Inspired by a pentominoes game he had bought earlier, Alexey Pazhitnov creates Tetris on an Electronica 60 at the Moscow Academy of Science’s Computer Center. It is ported to the IBM PC by Vadim Gerasimov and starts spreading around Moscow. Pazhitnov gets a small degree of fame for his program.
The PC version makes its way to Budapest, Hungary, where it is ported to the Apple II and Commodore 64 by Hungarian programmers. These versions catch the eye of Robert Stein, president of the British software house Andromeda. He plans to get the rights to the PC version from Pazhitnov directly, and to get the other versions from the Hungarian programmers. Even before Stein gets in touch with Pazhitnov or the Academy, he sells all the rights to Tetris Online (except for arcade and handheld versions) to Mirrorsoft UK and its USA affiliate, Spectrum Holobyte, owned by Robert Maxwell’s Pergamon Foundation.
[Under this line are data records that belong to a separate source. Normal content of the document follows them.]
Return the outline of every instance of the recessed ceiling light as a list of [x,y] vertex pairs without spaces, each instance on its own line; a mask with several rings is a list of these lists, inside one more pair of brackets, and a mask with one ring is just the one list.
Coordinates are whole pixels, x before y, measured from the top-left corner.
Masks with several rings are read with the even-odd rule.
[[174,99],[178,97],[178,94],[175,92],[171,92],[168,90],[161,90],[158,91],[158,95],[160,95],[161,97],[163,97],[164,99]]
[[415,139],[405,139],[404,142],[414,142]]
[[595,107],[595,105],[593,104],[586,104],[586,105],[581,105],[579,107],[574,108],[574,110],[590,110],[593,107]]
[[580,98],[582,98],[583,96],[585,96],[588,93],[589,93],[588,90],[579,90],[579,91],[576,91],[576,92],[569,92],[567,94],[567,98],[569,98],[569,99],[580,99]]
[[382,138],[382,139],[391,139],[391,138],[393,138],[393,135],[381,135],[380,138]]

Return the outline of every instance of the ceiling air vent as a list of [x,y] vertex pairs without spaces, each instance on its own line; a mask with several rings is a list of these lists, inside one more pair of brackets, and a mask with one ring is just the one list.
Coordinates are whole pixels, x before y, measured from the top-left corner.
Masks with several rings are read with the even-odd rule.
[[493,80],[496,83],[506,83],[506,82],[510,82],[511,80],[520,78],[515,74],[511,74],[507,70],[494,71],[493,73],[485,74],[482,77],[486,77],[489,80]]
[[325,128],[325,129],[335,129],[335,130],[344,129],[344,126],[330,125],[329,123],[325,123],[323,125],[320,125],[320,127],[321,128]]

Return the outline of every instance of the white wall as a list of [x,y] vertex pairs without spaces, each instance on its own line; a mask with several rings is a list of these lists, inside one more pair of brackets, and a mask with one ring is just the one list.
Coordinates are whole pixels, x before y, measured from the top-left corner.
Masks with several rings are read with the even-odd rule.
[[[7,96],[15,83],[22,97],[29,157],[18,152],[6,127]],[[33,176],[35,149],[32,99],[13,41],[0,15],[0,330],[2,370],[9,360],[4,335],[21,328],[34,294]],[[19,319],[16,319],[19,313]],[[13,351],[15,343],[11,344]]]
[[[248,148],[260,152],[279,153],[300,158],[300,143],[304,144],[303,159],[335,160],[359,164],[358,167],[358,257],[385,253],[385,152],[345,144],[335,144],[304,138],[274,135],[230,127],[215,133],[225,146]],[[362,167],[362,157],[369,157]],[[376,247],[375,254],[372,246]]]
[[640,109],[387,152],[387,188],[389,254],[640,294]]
Stein wires a contract for the rights to Tetris to the Academy. Although Pazhitnov would later say that he did not mean to give a firm go-ahead to the deal, Stein goes ahead and flies to Moscow to sign the contract. He returns empty-handed; the Russians made up for their lack of knowledge of the video game world with obstinance. Stein makes a plan to essentially steal Tetris, to claim it was invented by the Hungarian programmers.